Heresy in headlines: Raising questions about our social-media addiction and online buzz

They say most American Christians have little interest in doctrine. Perhaps the upcoming 500th anniversary of the Protestant Reformation will briefly change that. Yet theological debates can produce lively news stories, and lately heresy has been in the headlines.

Emily McFarlan Miller, a Protestant-beat specialist with Religion News Service, proposed the “Top 5 ‘heresies’ of 2016” in an interesting December 29 piece. Then a January 3 Washington Post article by theologian Michael Horton of Westminster Seminary-California associated the H-word with President-elect Donald Trump because he favors Paula White and other “prosperity evangelists who cheerfully attack basic Christian doctrines.”

Miller’s list has two items that got considerable mainstream media ink:( 1) The ruckus over ousted Wheaton College Professor Larycia Hawkins and whether Christians and Muslims worship the same God. (2) Contentions that an ambiguous 2016 decree from Pope Francis means Catholics who remarry without annulments can receive Communion.

The other three debates were mostly limited to evangelical Protestant circles.
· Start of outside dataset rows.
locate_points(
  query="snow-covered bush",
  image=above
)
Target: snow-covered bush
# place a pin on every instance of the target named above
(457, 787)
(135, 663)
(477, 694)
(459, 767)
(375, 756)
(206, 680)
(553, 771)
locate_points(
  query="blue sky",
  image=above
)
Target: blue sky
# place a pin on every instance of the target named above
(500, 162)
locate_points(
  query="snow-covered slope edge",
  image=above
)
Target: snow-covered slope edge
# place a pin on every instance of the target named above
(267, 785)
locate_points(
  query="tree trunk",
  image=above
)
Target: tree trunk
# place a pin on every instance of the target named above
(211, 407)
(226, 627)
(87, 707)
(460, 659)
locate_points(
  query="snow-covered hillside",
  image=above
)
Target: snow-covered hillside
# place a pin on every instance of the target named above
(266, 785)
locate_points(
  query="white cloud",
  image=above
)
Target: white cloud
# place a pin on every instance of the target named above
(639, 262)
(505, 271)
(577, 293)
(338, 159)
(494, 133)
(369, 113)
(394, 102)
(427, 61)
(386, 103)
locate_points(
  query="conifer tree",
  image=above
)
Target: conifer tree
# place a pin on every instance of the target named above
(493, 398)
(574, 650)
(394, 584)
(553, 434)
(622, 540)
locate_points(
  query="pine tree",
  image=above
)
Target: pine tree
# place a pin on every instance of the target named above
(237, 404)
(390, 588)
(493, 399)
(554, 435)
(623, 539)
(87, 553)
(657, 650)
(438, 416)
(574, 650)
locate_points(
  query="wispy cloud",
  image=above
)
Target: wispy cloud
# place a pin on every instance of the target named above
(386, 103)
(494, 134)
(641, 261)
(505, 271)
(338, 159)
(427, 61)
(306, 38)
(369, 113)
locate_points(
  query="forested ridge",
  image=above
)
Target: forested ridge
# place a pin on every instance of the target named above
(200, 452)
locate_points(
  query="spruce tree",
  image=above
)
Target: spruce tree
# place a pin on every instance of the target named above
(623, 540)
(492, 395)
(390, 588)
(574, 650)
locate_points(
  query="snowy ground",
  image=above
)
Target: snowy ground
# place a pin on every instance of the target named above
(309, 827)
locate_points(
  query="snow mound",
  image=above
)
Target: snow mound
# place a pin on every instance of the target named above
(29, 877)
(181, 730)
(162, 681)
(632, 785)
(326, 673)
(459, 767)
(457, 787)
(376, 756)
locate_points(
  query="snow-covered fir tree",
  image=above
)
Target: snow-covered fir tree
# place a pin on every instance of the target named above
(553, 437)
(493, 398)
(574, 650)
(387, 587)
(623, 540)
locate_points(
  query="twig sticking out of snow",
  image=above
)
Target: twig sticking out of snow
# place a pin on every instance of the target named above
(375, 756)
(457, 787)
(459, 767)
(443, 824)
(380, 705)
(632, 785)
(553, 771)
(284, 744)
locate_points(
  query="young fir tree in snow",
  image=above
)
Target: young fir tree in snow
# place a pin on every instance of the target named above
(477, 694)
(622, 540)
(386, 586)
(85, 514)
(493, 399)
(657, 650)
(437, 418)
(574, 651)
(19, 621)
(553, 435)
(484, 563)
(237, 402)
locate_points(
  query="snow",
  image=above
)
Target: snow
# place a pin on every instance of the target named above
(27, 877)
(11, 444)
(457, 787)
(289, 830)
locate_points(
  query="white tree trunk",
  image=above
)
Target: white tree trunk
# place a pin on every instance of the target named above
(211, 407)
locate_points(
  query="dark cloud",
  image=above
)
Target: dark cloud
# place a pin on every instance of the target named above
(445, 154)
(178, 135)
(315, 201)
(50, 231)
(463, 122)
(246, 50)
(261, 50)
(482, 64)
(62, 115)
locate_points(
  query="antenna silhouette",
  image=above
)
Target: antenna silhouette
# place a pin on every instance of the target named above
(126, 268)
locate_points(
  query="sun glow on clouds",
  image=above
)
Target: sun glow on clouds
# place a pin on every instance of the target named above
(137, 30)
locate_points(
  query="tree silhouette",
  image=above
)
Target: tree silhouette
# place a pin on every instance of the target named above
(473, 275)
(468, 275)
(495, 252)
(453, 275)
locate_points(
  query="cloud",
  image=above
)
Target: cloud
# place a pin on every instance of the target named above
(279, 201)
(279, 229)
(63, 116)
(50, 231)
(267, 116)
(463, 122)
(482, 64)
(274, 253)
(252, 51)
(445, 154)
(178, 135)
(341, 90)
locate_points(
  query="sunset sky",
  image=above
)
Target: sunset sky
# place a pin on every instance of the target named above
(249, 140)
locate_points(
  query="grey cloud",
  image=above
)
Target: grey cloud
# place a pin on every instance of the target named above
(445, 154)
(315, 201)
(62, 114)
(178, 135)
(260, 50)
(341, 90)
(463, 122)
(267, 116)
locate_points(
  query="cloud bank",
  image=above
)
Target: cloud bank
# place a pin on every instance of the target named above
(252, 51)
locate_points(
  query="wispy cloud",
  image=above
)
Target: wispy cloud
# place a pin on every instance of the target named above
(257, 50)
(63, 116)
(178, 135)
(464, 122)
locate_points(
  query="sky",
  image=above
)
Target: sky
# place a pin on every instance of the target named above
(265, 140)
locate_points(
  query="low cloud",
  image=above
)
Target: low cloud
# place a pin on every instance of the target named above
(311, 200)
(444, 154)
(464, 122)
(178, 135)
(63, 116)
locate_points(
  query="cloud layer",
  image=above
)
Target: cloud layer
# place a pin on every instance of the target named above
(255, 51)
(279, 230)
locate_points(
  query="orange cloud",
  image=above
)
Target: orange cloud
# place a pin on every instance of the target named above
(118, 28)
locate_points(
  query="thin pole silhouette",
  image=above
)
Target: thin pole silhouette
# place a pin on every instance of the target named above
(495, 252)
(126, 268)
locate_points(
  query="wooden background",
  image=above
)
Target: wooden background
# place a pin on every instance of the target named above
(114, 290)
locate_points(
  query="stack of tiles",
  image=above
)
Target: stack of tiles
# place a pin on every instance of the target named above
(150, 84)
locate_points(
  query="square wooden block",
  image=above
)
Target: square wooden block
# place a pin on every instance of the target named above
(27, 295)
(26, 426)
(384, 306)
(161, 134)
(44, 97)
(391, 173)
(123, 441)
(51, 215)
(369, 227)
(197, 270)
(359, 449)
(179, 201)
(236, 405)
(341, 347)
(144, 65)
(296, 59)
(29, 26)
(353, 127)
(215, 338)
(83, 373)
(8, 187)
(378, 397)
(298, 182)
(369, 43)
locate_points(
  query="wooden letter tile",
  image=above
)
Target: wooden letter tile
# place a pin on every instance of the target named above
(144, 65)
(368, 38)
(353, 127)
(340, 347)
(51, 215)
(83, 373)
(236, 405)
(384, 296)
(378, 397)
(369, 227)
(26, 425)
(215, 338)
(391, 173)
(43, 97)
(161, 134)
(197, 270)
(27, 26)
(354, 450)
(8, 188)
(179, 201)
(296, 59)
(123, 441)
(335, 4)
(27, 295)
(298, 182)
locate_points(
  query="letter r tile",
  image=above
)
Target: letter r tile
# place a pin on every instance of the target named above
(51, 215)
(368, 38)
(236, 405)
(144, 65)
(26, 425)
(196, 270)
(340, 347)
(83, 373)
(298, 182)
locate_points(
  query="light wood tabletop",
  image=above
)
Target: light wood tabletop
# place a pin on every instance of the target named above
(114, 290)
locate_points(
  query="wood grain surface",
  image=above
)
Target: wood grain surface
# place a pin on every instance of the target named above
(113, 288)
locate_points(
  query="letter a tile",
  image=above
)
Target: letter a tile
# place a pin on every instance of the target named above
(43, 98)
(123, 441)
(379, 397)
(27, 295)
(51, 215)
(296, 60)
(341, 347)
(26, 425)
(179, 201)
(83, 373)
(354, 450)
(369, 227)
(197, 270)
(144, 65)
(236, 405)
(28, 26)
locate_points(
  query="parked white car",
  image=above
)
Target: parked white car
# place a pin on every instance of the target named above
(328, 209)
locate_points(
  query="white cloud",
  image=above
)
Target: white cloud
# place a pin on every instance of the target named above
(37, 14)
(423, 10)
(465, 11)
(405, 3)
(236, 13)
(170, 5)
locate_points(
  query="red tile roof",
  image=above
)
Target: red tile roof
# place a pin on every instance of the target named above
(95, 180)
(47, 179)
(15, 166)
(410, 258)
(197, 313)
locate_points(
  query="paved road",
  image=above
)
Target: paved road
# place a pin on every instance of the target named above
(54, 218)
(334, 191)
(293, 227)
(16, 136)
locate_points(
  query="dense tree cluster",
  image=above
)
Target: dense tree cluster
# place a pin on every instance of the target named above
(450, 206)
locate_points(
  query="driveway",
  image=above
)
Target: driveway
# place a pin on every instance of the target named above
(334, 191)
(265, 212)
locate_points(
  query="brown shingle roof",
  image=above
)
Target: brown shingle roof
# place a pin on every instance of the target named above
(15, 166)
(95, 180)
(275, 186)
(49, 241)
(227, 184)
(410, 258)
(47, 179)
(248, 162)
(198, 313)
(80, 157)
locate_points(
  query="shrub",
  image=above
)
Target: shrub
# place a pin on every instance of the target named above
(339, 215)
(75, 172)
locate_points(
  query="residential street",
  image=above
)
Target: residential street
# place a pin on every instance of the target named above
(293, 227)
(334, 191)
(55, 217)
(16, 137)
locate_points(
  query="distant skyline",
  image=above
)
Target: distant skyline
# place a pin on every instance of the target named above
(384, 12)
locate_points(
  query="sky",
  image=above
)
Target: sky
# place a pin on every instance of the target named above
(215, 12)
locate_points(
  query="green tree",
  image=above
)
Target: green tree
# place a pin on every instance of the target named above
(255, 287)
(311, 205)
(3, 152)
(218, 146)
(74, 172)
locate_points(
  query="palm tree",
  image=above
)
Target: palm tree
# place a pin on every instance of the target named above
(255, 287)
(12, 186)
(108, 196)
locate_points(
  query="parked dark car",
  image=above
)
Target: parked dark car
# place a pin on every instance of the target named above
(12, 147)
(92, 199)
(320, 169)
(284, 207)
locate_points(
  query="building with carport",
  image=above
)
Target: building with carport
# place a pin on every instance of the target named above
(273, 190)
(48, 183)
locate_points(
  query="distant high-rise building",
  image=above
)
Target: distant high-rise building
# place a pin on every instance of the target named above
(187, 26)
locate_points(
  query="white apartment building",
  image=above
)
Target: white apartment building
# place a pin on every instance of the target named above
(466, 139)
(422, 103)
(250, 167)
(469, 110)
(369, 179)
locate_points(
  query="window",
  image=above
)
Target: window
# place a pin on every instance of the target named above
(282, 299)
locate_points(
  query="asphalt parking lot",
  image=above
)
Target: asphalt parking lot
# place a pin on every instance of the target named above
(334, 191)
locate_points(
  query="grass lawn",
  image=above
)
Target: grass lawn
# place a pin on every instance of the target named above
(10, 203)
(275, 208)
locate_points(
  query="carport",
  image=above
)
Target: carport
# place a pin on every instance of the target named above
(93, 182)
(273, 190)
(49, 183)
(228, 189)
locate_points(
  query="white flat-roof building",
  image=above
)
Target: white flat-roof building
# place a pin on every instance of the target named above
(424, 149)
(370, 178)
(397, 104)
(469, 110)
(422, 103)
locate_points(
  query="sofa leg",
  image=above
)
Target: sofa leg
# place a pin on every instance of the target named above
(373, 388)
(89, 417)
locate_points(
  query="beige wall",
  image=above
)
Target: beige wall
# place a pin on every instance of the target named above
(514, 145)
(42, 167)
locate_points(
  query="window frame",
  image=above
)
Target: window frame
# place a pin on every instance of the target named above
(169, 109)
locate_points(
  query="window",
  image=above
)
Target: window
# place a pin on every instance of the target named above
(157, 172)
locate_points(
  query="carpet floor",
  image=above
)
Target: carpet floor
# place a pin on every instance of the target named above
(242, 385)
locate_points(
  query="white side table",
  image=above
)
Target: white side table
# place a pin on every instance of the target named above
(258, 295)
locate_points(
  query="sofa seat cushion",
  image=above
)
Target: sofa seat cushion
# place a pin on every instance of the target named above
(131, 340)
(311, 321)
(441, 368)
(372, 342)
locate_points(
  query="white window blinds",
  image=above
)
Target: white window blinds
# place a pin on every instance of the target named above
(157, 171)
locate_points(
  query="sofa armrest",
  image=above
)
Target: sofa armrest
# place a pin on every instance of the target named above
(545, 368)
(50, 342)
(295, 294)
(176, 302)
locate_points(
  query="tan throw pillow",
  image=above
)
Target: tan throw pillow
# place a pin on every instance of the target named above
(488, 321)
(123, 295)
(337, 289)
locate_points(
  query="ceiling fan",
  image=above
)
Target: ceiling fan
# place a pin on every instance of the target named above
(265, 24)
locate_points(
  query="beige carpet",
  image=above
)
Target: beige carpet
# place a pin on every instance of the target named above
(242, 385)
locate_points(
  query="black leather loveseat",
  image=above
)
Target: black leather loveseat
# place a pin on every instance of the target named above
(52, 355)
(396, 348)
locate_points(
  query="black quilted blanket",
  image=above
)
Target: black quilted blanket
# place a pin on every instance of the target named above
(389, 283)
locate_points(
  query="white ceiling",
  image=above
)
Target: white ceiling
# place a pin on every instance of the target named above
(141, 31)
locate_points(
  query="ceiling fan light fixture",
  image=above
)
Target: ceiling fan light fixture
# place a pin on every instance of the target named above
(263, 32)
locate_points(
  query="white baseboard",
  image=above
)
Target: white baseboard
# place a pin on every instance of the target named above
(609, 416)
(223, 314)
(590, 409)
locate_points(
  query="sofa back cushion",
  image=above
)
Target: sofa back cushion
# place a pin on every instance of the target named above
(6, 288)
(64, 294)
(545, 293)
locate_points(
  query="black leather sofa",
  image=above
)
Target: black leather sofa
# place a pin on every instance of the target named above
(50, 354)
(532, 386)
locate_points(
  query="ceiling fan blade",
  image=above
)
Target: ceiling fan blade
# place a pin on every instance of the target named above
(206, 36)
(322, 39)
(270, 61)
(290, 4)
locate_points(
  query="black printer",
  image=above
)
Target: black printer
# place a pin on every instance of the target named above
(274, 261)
Philadelphia Pastor Liam Goligher accused theologian Wayne Grudem and other “complementarians” who see wives as subordinate to husbands of heresy in also subordinating Jesus the divine Son to God the Father. The two other disputes involve Georgia Southern Baptist Andy Stanley, said to undercut the Bible’s unique authority and the centrality of Jesus’ Virgin Birth.

Horton spurns the “word of faith” or “prosperity gospel” movement as a merger between the “new thought” typified by Christian Science and Norman Vincent Peale’s “positive thinking.” In addition to White, Horton targets Kenneth Copeland, Benny Hinn, T.D. Jakes, Joyce Meyer, and Joel Osteen. (White, who will pray at Trump’s inauguration -- see this recent Julia Duin post here at GetReligion -- rejects the “prosperity” label for herself.)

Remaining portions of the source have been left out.